You will get an error if you try to sort on multi valued fields, like
this:

Caused by: java.io.IOException: Can't sort on string types with more
than one value per doc, or more than one token per field at
org.elasticsearch.index.field.data.strings.StringOrdValFieldDataComparator.setNextReader(StringOrdValFieldDataComparator.java:
119)
[...]

Jörg
On Dec 12, 6:07 pm, project2501 darreng5...@gmail.com wrote:

Does sorting work for multi valued fields? The Solr people say no, so
I assumed it was a Lucene thing altogether.
Just tossing that tidbit into this.

On Dec 12, 10:30 am, jprante joergpra...@gmail.com wrote:

Hi,

if you have missed the ICU tokenizer und the ICU normalizer in
elasticsearch-analysis-icu plugin, it has just been added (thanks,
shay!)

https://github.com/elasticsearch/elasticsearch-analysis-icu/commit/44...

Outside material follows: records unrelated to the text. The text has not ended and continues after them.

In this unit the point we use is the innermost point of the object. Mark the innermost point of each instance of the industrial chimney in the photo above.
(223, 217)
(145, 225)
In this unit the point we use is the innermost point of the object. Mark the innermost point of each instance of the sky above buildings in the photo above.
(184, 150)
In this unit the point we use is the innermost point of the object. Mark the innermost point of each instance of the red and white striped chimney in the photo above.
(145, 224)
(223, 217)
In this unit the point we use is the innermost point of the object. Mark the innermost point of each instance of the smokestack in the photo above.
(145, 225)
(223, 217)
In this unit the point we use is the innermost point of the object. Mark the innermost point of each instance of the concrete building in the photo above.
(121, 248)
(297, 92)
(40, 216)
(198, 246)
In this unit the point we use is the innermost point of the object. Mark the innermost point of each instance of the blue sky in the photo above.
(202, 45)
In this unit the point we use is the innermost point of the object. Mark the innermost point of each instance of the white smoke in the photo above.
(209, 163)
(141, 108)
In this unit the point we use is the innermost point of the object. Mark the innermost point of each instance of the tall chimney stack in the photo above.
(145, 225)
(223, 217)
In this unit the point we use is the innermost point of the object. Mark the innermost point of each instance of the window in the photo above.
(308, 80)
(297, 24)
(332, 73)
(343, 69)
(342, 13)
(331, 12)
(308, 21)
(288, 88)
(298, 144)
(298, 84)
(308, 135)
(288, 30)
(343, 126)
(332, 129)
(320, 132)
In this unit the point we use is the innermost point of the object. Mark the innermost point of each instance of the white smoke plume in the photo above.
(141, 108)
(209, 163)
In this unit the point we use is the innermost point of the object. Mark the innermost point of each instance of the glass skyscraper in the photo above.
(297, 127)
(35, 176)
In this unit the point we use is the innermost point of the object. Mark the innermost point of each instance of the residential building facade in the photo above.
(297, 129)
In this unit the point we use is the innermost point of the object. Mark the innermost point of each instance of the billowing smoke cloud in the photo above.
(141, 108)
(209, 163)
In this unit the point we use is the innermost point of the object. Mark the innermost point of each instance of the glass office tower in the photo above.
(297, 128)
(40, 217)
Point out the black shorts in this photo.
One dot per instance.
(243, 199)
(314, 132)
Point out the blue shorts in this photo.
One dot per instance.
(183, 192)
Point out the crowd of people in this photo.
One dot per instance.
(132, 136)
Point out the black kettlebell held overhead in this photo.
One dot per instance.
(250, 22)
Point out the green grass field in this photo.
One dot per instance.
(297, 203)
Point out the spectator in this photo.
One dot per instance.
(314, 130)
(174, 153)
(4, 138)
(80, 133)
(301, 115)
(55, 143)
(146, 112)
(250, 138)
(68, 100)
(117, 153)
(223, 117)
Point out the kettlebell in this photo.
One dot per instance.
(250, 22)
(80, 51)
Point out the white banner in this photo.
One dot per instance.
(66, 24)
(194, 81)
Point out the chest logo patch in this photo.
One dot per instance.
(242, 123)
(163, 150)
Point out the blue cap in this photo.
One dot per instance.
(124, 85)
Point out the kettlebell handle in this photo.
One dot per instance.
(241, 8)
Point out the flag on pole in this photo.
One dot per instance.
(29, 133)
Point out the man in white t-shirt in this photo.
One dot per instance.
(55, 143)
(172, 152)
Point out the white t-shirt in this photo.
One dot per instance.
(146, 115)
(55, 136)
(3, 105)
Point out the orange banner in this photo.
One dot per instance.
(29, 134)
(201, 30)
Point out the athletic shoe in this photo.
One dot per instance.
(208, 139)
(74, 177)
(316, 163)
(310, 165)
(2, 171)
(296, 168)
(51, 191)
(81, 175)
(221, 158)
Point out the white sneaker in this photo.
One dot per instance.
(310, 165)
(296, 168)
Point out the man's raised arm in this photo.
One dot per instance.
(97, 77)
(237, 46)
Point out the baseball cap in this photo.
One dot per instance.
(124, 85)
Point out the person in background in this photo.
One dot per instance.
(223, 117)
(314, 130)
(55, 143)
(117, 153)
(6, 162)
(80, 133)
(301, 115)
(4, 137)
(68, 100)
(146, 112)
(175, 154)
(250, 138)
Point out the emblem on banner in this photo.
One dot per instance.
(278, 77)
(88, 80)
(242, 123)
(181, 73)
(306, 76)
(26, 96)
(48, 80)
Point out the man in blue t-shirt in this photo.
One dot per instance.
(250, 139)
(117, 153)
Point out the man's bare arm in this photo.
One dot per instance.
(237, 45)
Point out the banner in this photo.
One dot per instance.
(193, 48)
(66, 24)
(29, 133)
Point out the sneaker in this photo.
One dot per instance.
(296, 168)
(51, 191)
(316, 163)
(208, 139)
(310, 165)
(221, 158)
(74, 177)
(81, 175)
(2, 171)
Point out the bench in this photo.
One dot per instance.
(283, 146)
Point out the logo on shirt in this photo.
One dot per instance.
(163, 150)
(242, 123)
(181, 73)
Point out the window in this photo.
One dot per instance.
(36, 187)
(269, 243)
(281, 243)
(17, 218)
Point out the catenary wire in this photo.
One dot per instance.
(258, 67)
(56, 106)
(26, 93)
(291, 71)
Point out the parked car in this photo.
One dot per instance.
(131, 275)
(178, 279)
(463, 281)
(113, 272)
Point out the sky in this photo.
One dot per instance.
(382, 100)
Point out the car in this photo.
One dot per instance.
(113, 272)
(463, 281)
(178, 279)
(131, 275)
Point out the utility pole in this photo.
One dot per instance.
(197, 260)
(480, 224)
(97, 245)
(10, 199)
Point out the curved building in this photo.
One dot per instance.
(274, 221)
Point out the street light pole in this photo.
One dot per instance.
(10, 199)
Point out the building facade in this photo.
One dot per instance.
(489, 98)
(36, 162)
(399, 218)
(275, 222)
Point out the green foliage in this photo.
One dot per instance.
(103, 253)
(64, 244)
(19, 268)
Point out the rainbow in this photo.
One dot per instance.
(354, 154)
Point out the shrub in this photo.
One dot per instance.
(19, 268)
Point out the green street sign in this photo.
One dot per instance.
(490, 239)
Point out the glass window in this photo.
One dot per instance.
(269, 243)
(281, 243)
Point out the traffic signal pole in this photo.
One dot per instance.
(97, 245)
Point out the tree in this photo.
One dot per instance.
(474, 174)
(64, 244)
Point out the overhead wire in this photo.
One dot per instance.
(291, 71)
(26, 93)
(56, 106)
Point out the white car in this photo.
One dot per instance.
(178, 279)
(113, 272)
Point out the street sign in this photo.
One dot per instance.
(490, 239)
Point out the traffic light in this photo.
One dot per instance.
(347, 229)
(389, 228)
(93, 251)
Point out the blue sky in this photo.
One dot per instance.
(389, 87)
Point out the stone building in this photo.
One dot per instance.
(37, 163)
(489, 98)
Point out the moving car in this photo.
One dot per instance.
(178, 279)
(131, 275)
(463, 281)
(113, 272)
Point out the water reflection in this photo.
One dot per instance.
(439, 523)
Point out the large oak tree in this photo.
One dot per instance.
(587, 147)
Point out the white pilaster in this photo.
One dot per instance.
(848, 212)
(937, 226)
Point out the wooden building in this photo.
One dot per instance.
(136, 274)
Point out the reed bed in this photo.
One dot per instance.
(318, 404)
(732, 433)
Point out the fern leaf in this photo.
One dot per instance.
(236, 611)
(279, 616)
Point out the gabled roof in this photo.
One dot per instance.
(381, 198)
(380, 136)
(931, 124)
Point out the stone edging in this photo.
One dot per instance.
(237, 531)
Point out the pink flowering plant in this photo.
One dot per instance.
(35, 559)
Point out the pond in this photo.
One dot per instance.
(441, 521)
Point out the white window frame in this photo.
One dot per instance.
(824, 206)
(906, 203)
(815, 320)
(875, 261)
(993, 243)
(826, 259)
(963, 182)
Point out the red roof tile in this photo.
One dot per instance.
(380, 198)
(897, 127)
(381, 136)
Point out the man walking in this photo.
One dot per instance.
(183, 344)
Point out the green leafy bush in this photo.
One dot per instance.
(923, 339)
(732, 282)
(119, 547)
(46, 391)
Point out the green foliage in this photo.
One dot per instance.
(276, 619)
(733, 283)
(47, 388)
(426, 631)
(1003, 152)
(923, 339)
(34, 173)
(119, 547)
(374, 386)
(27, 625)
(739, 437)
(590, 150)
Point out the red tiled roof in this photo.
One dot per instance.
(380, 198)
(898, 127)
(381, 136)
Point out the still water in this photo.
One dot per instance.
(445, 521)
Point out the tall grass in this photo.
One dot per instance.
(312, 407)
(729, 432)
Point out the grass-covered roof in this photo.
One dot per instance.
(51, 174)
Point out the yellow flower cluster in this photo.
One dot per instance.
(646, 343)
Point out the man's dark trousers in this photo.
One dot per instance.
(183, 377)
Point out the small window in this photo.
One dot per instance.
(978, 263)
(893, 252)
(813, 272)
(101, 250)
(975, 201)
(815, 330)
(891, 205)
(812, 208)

For the records, an example usage would be

{
"index" : {
"analysis" : {
"analyzer" : {
"default" : {
"type" : "custom",
"tokenizer" : "icu_tokenizer",
"filter" : [ "snowball", "icu_folding" ]
}
},
"filter" : {
"snowball" : {
"type" : "snowball",
"language" : "German2"
}
}
}
}

}

for search in a german library catalog, with dozens of languages
including cjk, with the "umlaut folding" feature.

Jörg

kimchy · December 13, 2011, 1:30pm

I've just release a 1.1.0 version with those changes in ICU:
GitHub - elastic/elasticsearch-analysis-icu: ICU Analysis plugin for Elasticsearch. Can be
installed (all the migrated plugins) can be installed on 0.18.x.

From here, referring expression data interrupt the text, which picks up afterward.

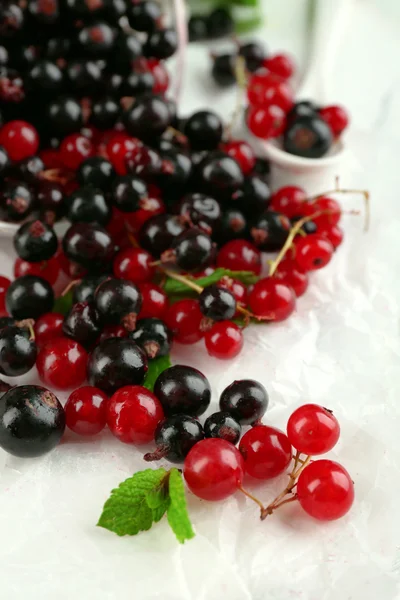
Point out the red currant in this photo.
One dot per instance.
(325, 490)
(47, 328)
(272, 299)
(86, 410)
(61, 364)
(313, 429)
(337, 118)
(184, 318)
(266, 121)
(266, 451)
(74, 150)
(313, 252)
(134, 264)
(133, 414)
(224, 340)
(20, 139)
(239, 255)
(213, 469)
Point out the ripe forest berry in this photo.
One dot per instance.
(183, 390)
(214, 469)
(32, 421)
(246, 400)
(175, 436)
(61, 364)
(85, 411)
(266, 451)
(313, 429)
(133, 413)
(325, 490)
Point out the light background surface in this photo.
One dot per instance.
(340, 349)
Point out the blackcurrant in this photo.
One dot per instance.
(246, 400)
(174, 437)
(182, 389)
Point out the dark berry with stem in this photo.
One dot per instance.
(182, 389)
(175, 437)
(222, 425)
(89, 245)
(17, 352)
(115, 363)
(82, 324)
(35, 241)
(118, 301)
(246, 400)
(309, 137)
(204, 130)
(29, 297)
(270, 231)
(32, 421)
(153, 336)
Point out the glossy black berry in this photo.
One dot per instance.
(153, 336)
(309, 137)
(29, 297)
(204, 130)
(270, 231)
(17, 352)
(89, 245)
(246, 400)
(96, 172)
(115, 363)
(88, 205)
(217, 303)
(35, 241)
(174, 437)
(183, 390)
(32, 421)
(222, 425)
(118, 301)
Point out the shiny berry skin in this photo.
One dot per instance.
(266, 451)
(17, 352)
(183, 390)
(313, 252)
(246, 400)
(325, 490)
(213, 469)
(184, 319)
(240, 255)
(224, 340)
(32, 421)
(86, 411)
(266, 121)
(61, 364)
(222, 425)
(155, 301)
(288, 200)
(133, 414)
(29, 297)
(48, 327)
(115, 363)
(313, 429)
(175, 436)
(35, 241)
(20, 139)
(336, 117)
(272, 300)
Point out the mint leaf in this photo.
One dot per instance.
(177, 513)
(156, 366)
(127, 512)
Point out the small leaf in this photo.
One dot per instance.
(156, 366)
(177, 513)
(127, 512)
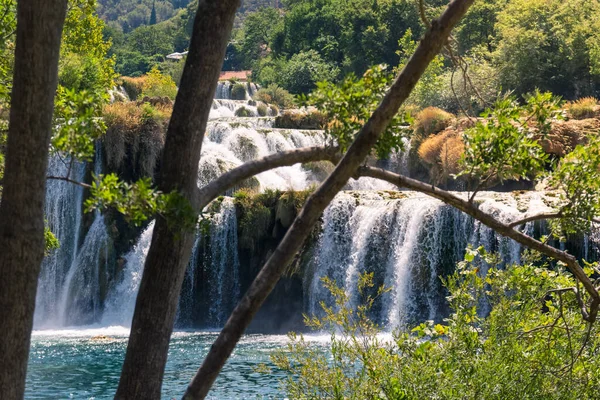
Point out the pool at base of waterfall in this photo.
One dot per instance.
(85, 364)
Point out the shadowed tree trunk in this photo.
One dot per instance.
(39, 27)
(242, 315)
(156, 305)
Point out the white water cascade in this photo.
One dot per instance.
(72, 278)
(407, 240)
(120, 302)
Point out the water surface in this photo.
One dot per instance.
(75, 364)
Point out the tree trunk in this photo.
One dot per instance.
(156, 305)
(39, 27)
(242, 315)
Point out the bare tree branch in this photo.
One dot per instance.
(262, 286)
(69, 180)
(505, 230)
(247, 170)
(537, 217)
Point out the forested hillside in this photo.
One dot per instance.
(513, 45)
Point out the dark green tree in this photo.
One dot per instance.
(153, 14)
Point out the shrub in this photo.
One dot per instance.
(564, 136)
(303, 70)
(238, 92)
(137, 130)
(450, 155)
(430, 148)
(532, 343)
(133, 86)
(274, 94)
(431, 120)
(261, 109)
(158, 85)
(582, 108)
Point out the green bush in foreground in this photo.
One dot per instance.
(532, 345)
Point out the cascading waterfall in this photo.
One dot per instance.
(120, 302)
(229, 144)
(408, 243)
(80, 300)
(224, 88)
(74, 278)
(63, 218)
(223, 275)
(407, 240)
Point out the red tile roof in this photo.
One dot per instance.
(239, 75)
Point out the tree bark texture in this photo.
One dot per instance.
(156, 305)
(242, 315)
(468, 207)
(39, 27)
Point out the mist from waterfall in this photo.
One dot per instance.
(408, 243)
(407, 240)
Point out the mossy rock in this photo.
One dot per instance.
(243, 112)
(238, 92)
(312, 119)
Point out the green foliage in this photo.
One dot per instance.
(258, 31)
(546, 44)
(349, 105)
(84, 63)
(139, 201)
(8, 24)
(582, 108)
(78, 122)
(533, 344)
(504, 145)
(302, 72)
(238, 91)
(51, 241)
(157, 84)
(578, 178)
(428, 89)
(261, 109)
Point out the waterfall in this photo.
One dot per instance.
(120, 302)
(223, 275)
(228, 144)
(223, 91)
(63, 218)
(408, 243)
(73, 279)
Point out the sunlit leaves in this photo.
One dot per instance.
(578, 178)
(51, 241)
(504, 145)
(512, 333)
(78, 123)
(350, 104)
(139, 201)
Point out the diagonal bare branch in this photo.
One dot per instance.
(262, 286)
(506, 230)
(247, 170)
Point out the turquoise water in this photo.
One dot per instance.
(72, 365)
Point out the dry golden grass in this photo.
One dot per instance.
(136, 130)
(133, 86)
(432, 120)
(430, 148)
(565, 135)
(586, 107)
(450, 155)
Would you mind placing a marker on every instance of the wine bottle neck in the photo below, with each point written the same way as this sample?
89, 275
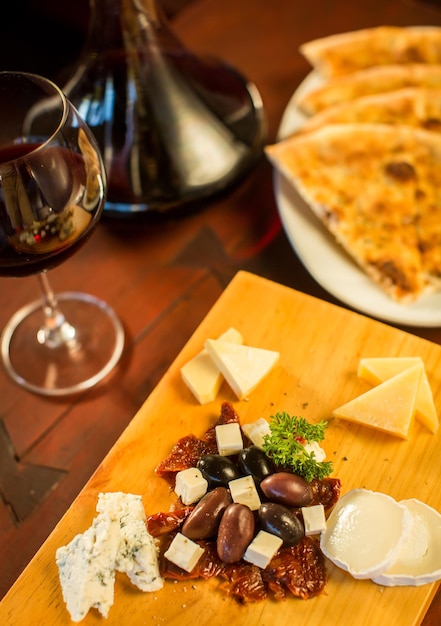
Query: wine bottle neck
118, 24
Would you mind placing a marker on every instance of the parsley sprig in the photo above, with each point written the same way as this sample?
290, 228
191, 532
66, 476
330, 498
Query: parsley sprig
285, 449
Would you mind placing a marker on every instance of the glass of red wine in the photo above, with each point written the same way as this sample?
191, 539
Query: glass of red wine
52, 193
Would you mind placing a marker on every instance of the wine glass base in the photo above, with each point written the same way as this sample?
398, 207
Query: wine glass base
86, 357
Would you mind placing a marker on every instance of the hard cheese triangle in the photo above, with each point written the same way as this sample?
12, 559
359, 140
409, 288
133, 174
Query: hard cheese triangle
201, 375
389, 407
377, 370
243, 367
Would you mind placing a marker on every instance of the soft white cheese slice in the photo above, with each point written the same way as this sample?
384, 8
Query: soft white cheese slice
365, 532
376, 370
136, 555
243, 367
419, 560
86, 568
201, 375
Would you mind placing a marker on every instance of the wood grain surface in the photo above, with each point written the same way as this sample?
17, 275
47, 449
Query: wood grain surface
320, 345
161, 278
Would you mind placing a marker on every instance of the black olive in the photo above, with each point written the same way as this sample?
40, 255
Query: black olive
280, 521
217, 470
254, 461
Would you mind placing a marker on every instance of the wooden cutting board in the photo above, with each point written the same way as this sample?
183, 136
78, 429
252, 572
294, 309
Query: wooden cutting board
320, 345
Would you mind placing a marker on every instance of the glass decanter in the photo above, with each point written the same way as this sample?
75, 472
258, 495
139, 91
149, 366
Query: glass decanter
174, 129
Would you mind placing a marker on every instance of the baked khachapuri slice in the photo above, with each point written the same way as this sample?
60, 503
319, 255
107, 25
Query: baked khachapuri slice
345, 53
377, 189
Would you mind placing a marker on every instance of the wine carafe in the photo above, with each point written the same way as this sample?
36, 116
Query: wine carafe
174, 129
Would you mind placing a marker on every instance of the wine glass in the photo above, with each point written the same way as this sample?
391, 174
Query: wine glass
52, 193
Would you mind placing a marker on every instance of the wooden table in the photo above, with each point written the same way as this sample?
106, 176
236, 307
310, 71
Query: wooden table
162, 278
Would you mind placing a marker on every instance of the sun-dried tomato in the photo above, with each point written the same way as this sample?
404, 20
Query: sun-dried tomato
185, 453
227, 415
188, 450
160, 524
243, 581
298, 569
326, 491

On Mon, Dec 12, 2011 at 5:30 PM, jprante joergprante@gmail.com wrote:

Hi,

if you have missed the ICU tokenizer und the ICU normalizer in
elasticsearch-analysis-icu plugin, it has just been added (thanks,
shay!)

Merge pull request #1 from jprante/master · elastic/elasticsearch-analysis-icu@44f9a2c · GitHub

For the records, an example usage would be

{
"index" : {
"analysis" : {
"analyzer" : {
"default" : {
"type" : "custom",
"tokenizer" : "icu_tokenizer",
"filter" : [ "snowball", "icu_folding" ]
}
},
"filter" : {
"snowball" : {
"type" : "snowball",
"language" : "German2"
}
}
}
}
}

for search in a german library catalog, with dozens of languages
including cjk, with the "umlaut folding" feature.

Jörg

Clinton_Gormley · December 15, 2011, 10:00am

Hiya Robert

On Mon, 2011-12-12 at 07:16 -0500, Robert Muir wrote:

I totally missed this message the first time around.

Many thanks for the informative post and links.

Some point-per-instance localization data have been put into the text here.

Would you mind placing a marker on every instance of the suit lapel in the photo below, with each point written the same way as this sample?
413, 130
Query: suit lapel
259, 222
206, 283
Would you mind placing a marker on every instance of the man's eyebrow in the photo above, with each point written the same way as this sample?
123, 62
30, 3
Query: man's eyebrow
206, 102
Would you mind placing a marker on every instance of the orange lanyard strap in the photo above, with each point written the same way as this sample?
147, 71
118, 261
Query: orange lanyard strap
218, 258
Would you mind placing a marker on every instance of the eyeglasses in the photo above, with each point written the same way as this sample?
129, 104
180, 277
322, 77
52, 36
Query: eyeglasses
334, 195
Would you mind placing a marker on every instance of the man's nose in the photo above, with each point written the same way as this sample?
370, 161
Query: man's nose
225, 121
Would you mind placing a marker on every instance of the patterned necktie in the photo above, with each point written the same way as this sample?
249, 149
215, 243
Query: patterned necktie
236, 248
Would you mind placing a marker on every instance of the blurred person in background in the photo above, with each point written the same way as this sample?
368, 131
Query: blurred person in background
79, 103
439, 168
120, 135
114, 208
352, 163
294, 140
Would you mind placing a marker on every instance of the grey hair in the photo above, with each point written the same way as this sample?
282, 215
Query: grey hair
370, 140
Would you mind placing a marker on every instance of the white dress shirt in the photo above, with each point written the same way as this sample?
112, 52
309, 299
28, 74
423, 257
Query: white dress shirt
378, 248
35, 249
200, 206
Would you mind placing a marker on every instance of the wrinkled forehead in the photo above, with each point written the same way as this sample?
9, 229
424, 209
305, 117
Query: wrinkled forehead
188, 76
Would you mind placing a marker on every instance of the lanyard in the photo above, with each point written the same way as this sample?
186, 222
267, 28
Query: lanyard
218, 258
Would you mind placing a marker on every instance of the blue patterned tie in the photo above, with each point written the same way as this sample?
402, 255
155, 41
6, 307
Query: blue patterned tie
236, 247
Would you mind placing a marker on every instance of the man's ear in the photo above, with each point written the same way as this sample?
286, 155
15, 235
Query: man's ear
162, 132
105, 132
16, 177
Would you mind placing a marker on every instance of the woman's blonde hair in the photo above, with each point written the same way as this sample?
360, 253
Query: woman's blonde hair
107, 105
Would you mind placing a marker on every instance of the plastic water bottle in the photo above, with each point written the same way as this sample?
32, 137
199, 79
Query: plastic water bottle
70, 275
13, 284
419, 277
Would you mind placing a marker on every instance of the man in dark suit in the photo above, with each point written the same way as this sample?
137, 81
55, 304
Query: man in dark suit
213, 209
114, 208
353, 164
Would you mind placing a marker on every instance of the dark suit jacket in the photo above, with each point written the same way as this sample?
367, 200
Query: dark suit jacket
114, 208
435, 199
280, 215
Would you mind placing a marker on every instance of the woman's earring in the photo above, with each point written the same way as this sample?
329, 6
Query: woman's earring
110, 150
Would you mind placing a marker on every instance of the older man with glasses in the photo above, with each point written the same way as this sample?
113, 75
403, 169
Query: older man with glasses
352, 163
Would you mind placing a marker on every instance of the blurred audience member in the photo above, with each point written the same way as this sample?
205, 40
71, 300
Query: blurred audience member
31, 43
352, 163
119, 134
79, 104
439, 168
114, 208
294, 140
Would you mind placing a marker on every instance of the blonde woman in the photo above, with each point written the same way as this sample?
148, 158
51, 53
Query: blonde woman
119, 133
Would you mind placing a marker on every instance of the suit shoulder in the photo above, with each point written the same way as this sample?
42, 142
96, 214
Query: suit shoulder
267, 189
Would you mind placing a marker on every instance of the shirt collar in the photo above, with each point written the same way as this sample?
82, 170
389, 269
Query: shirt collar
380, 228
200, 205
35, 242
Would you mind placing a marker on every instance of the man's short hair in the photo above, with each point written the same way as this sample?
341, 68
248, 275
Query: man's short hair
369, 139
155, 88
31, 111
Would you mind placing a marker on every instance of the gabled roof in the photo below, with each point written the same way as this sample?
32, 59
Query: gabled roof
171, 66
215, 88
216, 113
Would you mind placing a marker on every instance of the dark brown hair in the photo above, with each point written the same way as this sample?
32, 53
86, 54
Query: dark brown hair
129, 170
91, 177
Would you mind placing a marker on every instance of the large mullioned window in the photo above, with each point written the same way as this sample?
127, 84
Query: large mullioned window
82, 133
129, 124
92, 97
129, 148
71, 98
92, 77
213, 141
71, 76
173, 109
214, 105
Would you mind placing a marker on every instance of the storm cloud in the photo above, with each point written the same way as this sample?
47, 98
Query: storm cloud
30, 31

As soon as I get a moment, I'm going to play around with ICU and post a
tutorial with examples demonstrating how to use it with ES.

clint

I think in general the confusion is about "collation" versus
"everything else"? The rest of the stuff in the icu package is
"normal" analysis components but collation is wierd to think about
because you are building binary sort keys instead.

On Wed, Nov 30, 2011 at 12:06 PM, Clinton Gormley clint@traveljury.com wrote:

should the tokenizer always be 'keyword' when using the ICU plugin,
as per the examples given on the page the above link points to?

It depends what you are doing. If you are using Collation, definitely,
because you are building a sort key.

When would you use normalization with nfkc_cf and when would you use
the case-folding filter?

When you say case-folding filter, maybe you are referring to ICUFoldingFilter?

This is not really a case-folding filter (though it does case-fold, it
also does other stuff!, and nfkc_cf case folds too)!.
This is just nfkc_cf PLUS additional stuff.

There is a long list of what this additional stuff actually is here:
http://svn.apache.org/repos/asf/lucene/dev/trunk/modules/analysis/icu/src/java/org/apache/lucene/analysis/icu/ICUFoldingFilter.java,
but in general its stuff like "removing accents".

In general, you would use nfkc_cf as a replacement for LowerCaseFilter
in your application. In most applications that will be displaying text
to the user, nfkc_cf would be considered pretty aggressive: for
example it reduces full-width numbers to ascii numbers, and things
like that. But for search, this kind of stuff isn't aggressive, its
actually pretty conservative.

If you felt like it wasn't doing enough (e.g. you want to remove
accents too), then you could change to the foldingfilter for even more
aggressive normalization. Think of the ICUFoldingfilter as a
replacement for both LowerCaseFilter and ASCIIFoldingFilter.

Given that sorting can only be done on fields with single terms,
presumably it'd only be useful to use the collation filter by
itself, with the 'keyword' tokenizer. Or would it be feasible
to combine with the case folding filter?

You could case-fold before collation, but there is no need to do this.
Its also dangerous (depending upon what your collation rules are),
because some locales have special case rules (but nfkc_cf is
"generic").

Instead, set properties like strength on the collator to determine if
it should build case-insensitive sort keys (and let the collator
handle it totally).

How would you combine these filters with language stemmers?

which filters? I dont think stemming makes sense for sort keys. So I
don't see it combined with collation.

For the tokenizer, normalization filter, etc, just use swap in with
your existing tokenizer in your chain if you want to try it out.
instead of StandardTokenizer + LowerCaseFilter + EnglishStemmer, you
could use ICUTokenizer + ICUNormalizer2Filter + EnglishStemmer.

How would the collations work if each document can have its own
language?

that sounds more like an application problem... The question is
really, how do you want the sort to work? Whose rules do you want it
to use?

If you absolutely MUST sort across different languages and just want
the best sort that makes the least people angry, then use the root
locale (this is the empty string).

...plus other stuff I haven't thought of

If you were able to produce an example, it'd be greatly appreciated.

For collation or for using all the icu filters in general?

For collation we have these examples:
org.apache.lucene.collation (Lucene 3.5.0 API)
UnicodeCollation - Solr - Apache Software Foundation
http://svn.apache.org/repos/asf/lucene/dev/trunk/solr/contrib/analysis-extras/src/test/org/apache/solr/analysis/TestICUCollationKeyFilterFactory.java

The icu documentation is really good:
ICU User Guide | ICU Documentation, and they have a cool demo
that lets you investigate sort rules for different locales/different
options visually online. go to
http://demo.icu-project.org/icu-bin/locexp, pick a locale and hit the
demo button under Collation rules.

For the tokenizer, its just a drop in replacement for
StandardTokenizer. The Normalizer2Filter with nfkc_cf can be seen as a
replacement for LowerCaseFilter. The FoldingFilter can be seen as a
replacement for AsciiFoldingFilter, etc.